The Corner

National Security & Defense

A Nobel Endeavor

As Jonah mentioned, I wrote about Trump and North Korea today. I think Trump deserves credit for, as an Asia expert put it to me the other day, “scaring the bejesus out of Kim”:

Donald Trump has a typically modulated view of how much he had to do with this. “Everything,” he told his Michigan rally. If that’s too boastful, the president deserves credit for breaking with Barack Obama’s policy of “strategic patience” that effectively meant accepting North Korea’s march toward a nuclear-tipped ICBM.

Trump tightened up on a sanctions regime that had considerable slack (it still does). And he undertook a Trumpian pressure campaign consisting of insults, fiery rhetoric, extreme ambiguity about his true intentions, and braggadocio about the size of his nuclear button.
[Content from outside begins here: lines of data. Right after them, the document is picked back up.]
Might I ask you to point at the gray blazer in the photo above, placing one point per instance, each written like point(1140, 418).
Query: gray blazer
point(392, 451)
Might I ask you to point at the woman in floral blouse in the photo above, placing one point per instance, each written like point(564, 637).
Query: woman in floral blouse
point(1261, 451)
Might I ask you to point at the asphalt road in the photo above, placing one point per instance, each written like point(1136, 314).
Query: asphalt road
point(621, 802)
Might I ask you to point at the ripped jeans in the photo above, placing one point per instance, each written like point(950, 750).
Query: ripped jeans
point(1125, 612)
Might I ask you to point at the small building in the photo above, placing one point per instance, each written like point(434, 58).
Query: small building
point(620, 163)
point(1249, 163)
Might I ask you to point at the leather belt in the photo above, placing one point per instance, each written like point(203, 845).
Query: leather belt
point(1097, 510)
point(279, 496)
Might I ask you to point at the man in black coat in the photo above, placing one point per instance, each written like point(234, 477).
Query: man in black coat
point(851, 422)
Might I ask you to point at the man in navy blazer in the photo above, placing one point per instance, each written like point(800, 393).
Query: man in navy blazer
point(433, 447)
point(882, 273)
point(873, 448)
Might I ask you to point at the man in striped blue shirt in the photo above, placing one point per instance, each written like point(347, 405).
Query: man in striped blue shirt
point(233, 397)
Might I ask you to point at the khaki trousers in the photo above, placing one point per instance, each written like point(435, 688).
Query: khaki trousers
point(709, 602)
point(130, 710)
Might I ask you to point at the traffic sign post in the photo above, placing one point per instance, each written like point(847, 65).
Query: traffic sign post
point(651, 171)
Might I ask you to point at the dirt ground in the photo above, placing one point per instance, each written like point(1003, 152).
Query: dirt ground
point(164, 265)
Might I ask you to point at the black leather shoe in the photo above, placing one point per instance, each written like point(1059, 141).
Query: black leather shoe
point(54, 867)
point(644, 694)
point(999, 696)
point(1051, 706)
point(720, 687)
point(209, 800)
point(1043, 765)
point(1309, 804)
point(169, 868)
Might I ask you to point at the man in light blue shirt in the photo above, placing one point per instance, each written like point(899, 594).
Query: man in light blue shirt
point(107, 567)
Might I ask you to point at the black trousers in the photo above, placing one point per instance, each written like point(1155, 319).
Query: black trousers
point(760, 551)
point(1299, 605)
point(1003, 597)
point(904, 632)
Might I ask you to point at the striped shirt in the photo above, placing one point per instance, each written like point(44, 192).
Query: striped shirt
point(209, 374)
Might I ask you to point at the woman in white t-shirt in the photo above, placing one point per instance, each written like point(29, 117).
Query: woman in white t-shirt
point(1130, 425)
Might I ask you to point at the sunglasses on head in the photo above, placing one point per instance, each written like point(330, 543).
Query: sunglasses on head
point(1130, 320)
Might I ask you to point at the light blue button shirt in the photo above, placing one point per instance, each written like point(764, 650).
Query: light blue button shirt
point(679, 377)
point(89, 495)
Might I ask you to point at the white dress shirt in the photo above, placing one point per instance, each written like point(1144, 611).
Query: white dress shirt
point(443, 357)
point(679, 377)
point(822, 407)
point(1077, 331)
If many in the United States were freaked out, it stands to reason that Kim, at the receiving end of the bullying and potentially of something much worse, took notice.

This is all to the good, but the problem is that nothing we have seen so far from Kim is inconsistent with the decades-long North Korean diplomatic pattern of selling us the same fake concessions in exchange for sanctions relief and economic benefits.

This is why I think the ultimate test of Trump’s mettle isn’t getting Kim to the negotiating table, but being willing to walk away from it.

If, for instance, if this were the deal on offer, per the New York Times, I’d take it in a minute:

Keeping diplomatic developments coming at a head-snapping pace, the South Korean government said on Sunday that North Korea’s leader, Kim Jong-un, had told President Moon Jae-in that he would abandon his nuclear weapons if the United States agreed to formally end the Korean War and promise not to invade his country.

But, of course, it is less than it seems:

Even in the additional details released on Sunday by South Korean officials, Mr. Kim appeared to hedge his bets, indicating that denuclearizing his country could be a long process that required multiple rounds of negotiations and steps to build trust. But he laid out a vague idea of what his impoverished country would demand in return for giving up its nuclear weapons.

Because Kim is not an idiot, he will do everything he can to string us along and to get concessions before he’s really given anything up. It’s Trump job to resist this, even if it ends the talk of him winning a Nobel Prize.